Internasionalisasi bisnis yang semakin mencolok sekarang ini menampilkan juga aspek etis yang baru. Tidak mengherankan jika terutama tahun-tahun terakhir ini diberi perhatian khusus kepada aspek-aspek etis dalam bisnis internasional. Dalam bab ini kita akan membahas beberapa masalah moral yang khusus berkaitan dengan bisnis pada taraf internasional.
Secara sederhana etika bisnis dapat diartikan sebagai suatu aturan main yang tidak mengikat karena bukan hukum. Tetapi harus diingat dalam praktek bisnis sehari-hari etika bisnis dapat menjadi batasan bagi aktivitas bisnis yang dijalankan. Etika bisnis sangat penting mengingat dunia usaha tidak lepas dari elemen-elemen lainnya. Keberadaan usaha pada hakikatnya adalah untuk memenuhi kebutuhan masyarakat. Bisnis tidak hanya mempunyai hubungan dengan orang-orang maupun badan hukum sebagai pemasok, pembeli, penyalur, pemakai dan lain-lain.


1.2.   Maksud dan Tujuan









BAB II
PEMBAHASAN

2.1. Pengertian Etika Bisnis
Etika bisnis merupakan cara untuk melakukan kegiatan bisnis, yang mencakup seluruh aspek yang berkaitan dengan individu, perusahaan dan juga masyarakat. Etika Bisnis dalam suatu perusahaan dapat membentuk nilai, norma dan perilaku karyawan serta pimpinan dalam membangun hubungan yang adil dan sehat dengan pelanggan/mitra kerja, pemegang saham, masyarakat.
Perusahaan meyakini prinsip bisnis yang baik adalah bisnis yang beretika, yakni bisnis dengan kinerja unggul dan berkesinambungan yang dijalankan dengan mentaati kaidah-kaidah etika sejalan dengan hukum dan peraturan yang berlaku.
Etika Bisnis dapat menjadi standar dan pedoman bagi seluruh karyawan termasuk manajemen dan menjadikannya sebagai pedoman untuk melaksanakan pekerjaan sehari-hari dengan dilandasi moral yang luhur, jujur, transparan dan sikap yang profesional.
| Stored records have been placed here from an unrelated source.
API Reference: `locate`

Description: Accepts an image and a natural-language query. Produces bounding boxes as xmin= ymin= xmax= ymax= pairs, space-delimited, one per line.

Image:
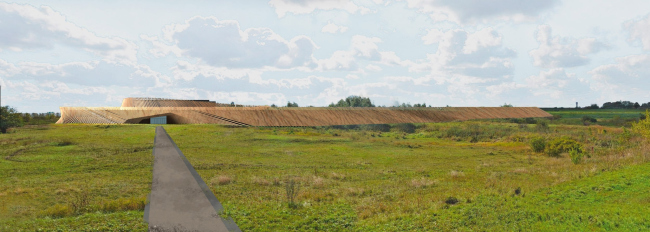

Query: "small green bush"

xmin=361 ymin=124 xmax=390 ymax=132
xmin=632 ymin=110 xmax=650 ymax=138
xmin=569 ymin=149 xmax=584 ymax=164
xmin=530 ymin=137 xmax=546 ymax=152
xmin=582 ymin=115 xmax=598 ymax=122
xmin=395 ymin=123 xmax=416 ymax=134
xmin=535 ymin=120 xmax=550 ymax=132
xmin=544 ymin=137 xmax=582 ymax=157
2.2. Etika Bisnis Yang Baik
Menurut Richard De George, bila perusahaan ingin sukses/berhasil memerlukan 3 hal pokok yaitu :
1.      Produk yang baik
2.      Managemen yang baik
3.      Memiliki Etika

Tiga aspek pokok dari bisnis yaitu, dari sudut pandang ekonomi, hukum dan etika.
  1.  Sudut pandang ekonomis.
Bisnis adalah kegiatan ekonomis. Yang terjadi disini adalah adanya interaksi antara produsen/perusahaan dengan pekerja, produsen dengan konsumen, produsen dengan produsen dalam sebuah organisasi. Kegiatan antar manusia ini adalah bertujuan untuk mencari untung oleh karena itu menjadi kegiatan ekonomis. Pencarian keuntungan dalam bisnis tidak bersifat sepihak, tetapi dilakukan melalui interaksi yang melibatkan berbagai pihak. Dari sudut pandang ekonomis, good business adalah bisnis yang bukan saja menguntungkan, tetapi juga bisnis yang berkualitas etis.
  1. Sudut pandang moral.
Dalam bisnis, berorientasi pada profit, adalah sangat wajar, akan tetapi jangan keuntungan yang diperoleh tersebut justru merugikan pihak lain. Tidak semua yang bisa kita lakukan boleh1 dilakukan juga. Kita harus menghormati kepentingan dan hak orang lain. Pantas diperhatikan, bahwa dengan itu kita sendiri tidak dirugikan, karena menghormati kepentingan dan hak orang lain itu juga perlu dilakukan demi kepentingan bisnis kita sendiri.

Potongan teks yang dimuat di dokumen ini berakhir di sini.